The man who presided as president of the tiny island of Cuba for nearly fifty years and established a Communist state on America's doorstep is dead at ninety. He was both reviled and admired across the world and he certainly left his mark on history
Cuba had been part of the mighty Spanish empire and towards the end of the nineteenth century that empire was in serious disarray. The Spanish/American war of 1898 was a Spanish defeat and both Cuba and the Philippines came under American control. It was not American policy to annex countries won in wars and so both were ruled by American proxy, with dictators installed in office. Cuba became an American playground with gambling casinos under the control of criminal interests.
The Castro name came to world prominence on New Years eve 1959 when Fidel Castro led a revolutionary army out of the hills and into Havana and deposed dictator Fulgencio Batista. He installed a Communist regime and swept away all forms of capitalism. US efforts to unseat him were unrelenting and led to the unsuccessful Bay of Pigs invasion of 1961 which was a serious embarrassment to President John Kennedy. Castro was to go on and outlast nine US presidents.
The world came close to nuclear war in 1962. Fidel Castro conspired with Russian leader Nikita Kruschev to secretly install missile batteries on Cuba and this led to a sea embargo by the US navy. For thirteen days the world held its breathe - and then Kruschev capitulated and the missiles were removed.
Cuba under the green fatigue clad, cigar smoking Castro was an enigma. Health and education were free of charge to all citizens, but no private enterprise was allowed and citizens were paid in a currency that had no value outside the island. Very quickly Cubans began to put to sea in boats, trying to cross the Florida strait and migrate to America. Cuba became a virtual prison and America gained a vast number of new citizens with intense anti Castro feelings.
The United States was openly hostile to Cuba and it is rumoured that the CIA entertained plans to assassinate Castro. He was famous for the length of his speeches and set a record in 1960 when he addressed the United Nations in New York for four hours and twenty-nine minutes. The Cuban economy was propped up by Russia and when the Soviet Union collapsed the island was no longer commercially viable and slipped into abject poverty. Fidel Castro's health declined and in 2006 he relinquished control in favour of his brother Raul.
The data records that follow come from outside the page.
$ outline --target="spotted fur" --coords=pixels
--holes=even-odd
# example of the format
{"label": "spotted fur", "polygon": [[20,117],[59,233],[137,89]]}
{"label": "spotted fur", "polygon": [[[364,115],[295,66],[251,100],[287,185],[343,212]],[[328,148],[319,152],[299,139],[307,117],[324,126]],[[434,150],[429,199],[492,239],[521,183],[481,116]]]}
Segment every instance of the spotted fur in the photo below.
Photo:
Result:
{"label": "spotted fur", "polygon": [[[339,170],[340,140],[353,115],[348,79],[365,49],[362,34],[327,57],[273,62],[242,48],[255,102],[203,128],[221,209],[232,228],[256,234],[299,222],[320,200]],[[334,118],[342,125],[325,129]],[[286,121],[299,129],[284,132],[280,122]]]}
The long cold war between America and Cuba eased in 2012 when President Obama and Raul Castro held face to face meetings and since then diplomatic relations have been reestablished. Cuban is slowly abandoning the rigours of Communism and Americans will soon be free to openly visit the island.
Fidel Castro was admired by many people with leftish views. He claimed that Communist Cuba was a utopia, but the fact that he had to imprison those caught trying to escape the island was a common theme of other Communist states scattered across the world. Utopia does not seem to be an apt description of those forced to endure a regime they are powerless to change.
Castro was certainly a larger than life figure and he will be prominently recorded in the history account of the twentieth century.